O órgão passa há meses por uma crise institucional, com demissões em massa de técnicos e denúncias de assédio praticado por dirigentes ligados ao governo de Jair Bolsonaro, que nega as acusações.
Essa seria a primeira vez que o Brasil estaria no Estudo Internacional de Educação para o Civismo e a Cidadania (ICCS), exame do qual participam quase todos os países europeus, Coreia do Sul, Hong Kong, Taiwan, Nova Zelândia, México, Argentina, Chile, entre outros. Ele avalia, desde 2009, como os sistemas de ensino preparam seus alunos para a cidadania. A prova é feita por uma amostra de alunos de 13 anos de escolas públicas e particulares; professores do 8º ano também respondem a questionários.
O exame é reconhecido pela Unesco, braço da Organização das Nações Unidas (ONU), como uma evidência sólida sobre educação de qualidade para pesquisadores, educadores e gestores. É realizado pela Associação Internacional para a Avaliação do Desempenho Educacional (IEA), organização formada por institutos de vários países, responsável também por duas outras avaliações conceituadas, o TIMSS (sobre Matemática e Ciência) e o PIRLS (sobre alfabetização).
O ICCS tem duas etapas: o pré-teste, que seria em maio deste ano, e a avaliação principal, marcada para setembro. Em reunião realizada nesta segunda-feira (25), a presidência do Inep decidiu que os brasileiros não fariam o pré-teste.
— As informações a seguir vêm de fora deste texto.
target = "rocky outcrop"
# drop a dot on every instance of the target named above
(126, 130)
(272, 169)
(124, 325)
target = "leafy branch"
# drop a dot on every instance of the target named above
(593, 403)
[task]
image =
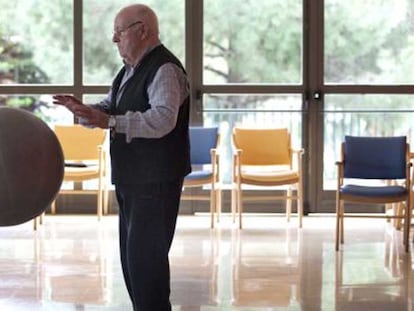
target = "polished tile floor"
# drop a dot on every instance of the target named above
(72, 263)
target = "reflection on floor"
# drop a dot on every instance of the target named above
(72, 263)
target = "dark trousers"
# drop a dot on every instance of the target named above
(147, 219)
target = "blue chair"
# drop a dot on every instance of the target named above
(379, 159)
(204, 142)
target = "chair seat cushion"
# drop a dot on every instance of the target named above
(270, 173)
(373, 191)
(201, 174)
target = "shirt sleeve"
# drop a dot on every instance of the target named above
(166, 93)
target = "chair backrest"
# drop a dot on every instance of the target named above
(263, 146)
(202, 140)
(80, 143)
(375, 157)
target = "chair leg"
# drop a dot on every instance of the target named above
(407, 226)
(212, 206)
(233, 204)
(218, 204)
(106, 201)
(53, 207)
(288, 203)
(240, 206)
(299, 203)
(337, 233)
(342, 220)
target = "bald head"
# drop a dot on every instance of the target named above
(143, 13)
(135, 32)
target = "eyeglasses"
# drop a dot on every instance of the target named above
(119, 33)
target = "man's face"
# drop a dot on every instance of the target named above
(126, 36)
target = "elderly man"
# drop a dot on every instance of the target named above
(147, 111)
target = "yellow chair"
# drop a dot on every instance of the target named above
(373, 170)
(85, 159)
(264, 157)
(204, 144)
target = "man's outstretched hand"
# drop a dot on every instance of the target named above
(89, 115)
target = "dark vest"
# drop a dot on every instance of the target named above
(149, 160)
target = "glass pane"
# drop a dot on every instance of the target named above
(369, 115)
(36, 42)
(253, 110)
(40, 105)
(259, 42)
(101, 58)
(368, 43)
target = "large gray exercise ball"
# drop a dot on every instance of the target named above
(31, 166)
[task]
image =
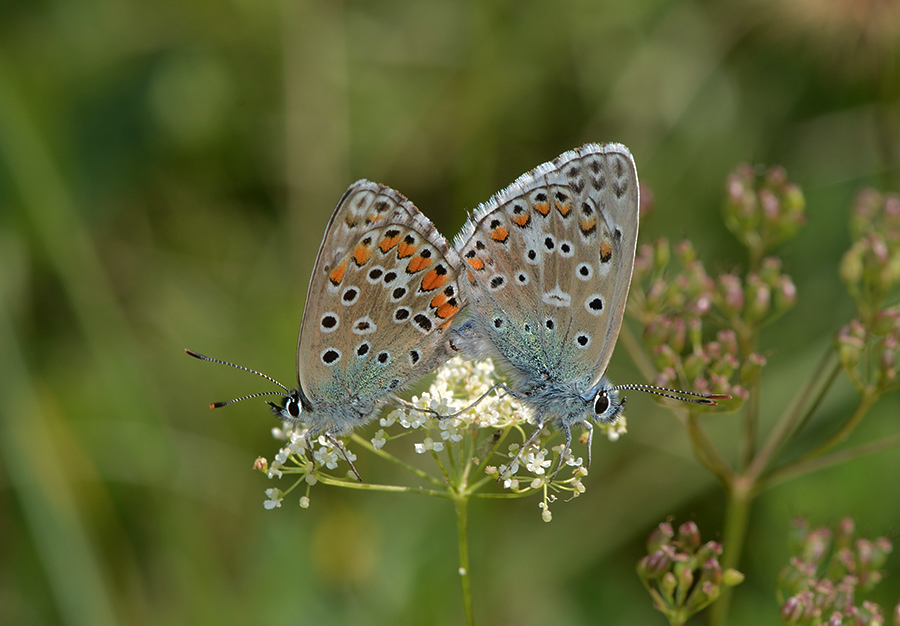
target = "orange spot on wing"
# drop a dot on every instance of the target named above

Em despacho ao qual o Estadão teve acesso, a responsável pela Coordenação-Geral do Sistema Nacional de Avaliação da Educação Básica (CGSNAEB), Margareth Fabiola dos Santos Carneiro, diz que "considerando a capacidade operacional" propõe "a exclusão do ICCS - Testes, previstos para 17 a 30 de maio, devido ao fato de que a contratação não será feita em tempo hábil".
O Inep ainda não contratou uma empresa que seria responsável pela aplicação do teste, apesar de ter formalizado a adesão com o órgão internacional em março de 2020. Outras etapas do cronograma também estão atrasadas. Para participar, cada país precisa pagar ao IEA taxas em dólares e euros. Em valores convertidos, o Brasil pagou R$ 924,8 mil em 2020 e R$ 592 mil em 2021, ambos referentes ao exame deste ano. O total foi de R$ 1.516.866,52.
Em outro documento ao qual a reportagem teve acesso, a área internacional da presidência do Inep pede à Andrea Netten, coordenadora do IEA na Holanda, "termination of Brazil's participation in the current ICCS 2022 study" (fim da participação do Brasil no ICCS 2022). Na resposta, Andrea diz que a desistência do Brasil é "decepcionante". Ela ainda explica que as taxas pagas não podem ser transferidas para o outro exame, o TIMSS, como o Inep pretendia, porque isso era contra as regras do órgão e porque já tinham sido gastos recursos para o exame ser feito pelo Brasil.
Com a inviabilidade de realizar a primeira parte do ICCS, segundo técnicos, o exame fica prejudicado. O pré-teste serve para avaliar a efetividade das questões traduzidas em cada país. Perguntas que abordam situações pouco conhecidas dos brasileiros, como por exemplo a neve, podem ter respostas diferentes se comparadas ao que ocorre com alunos de outras nações.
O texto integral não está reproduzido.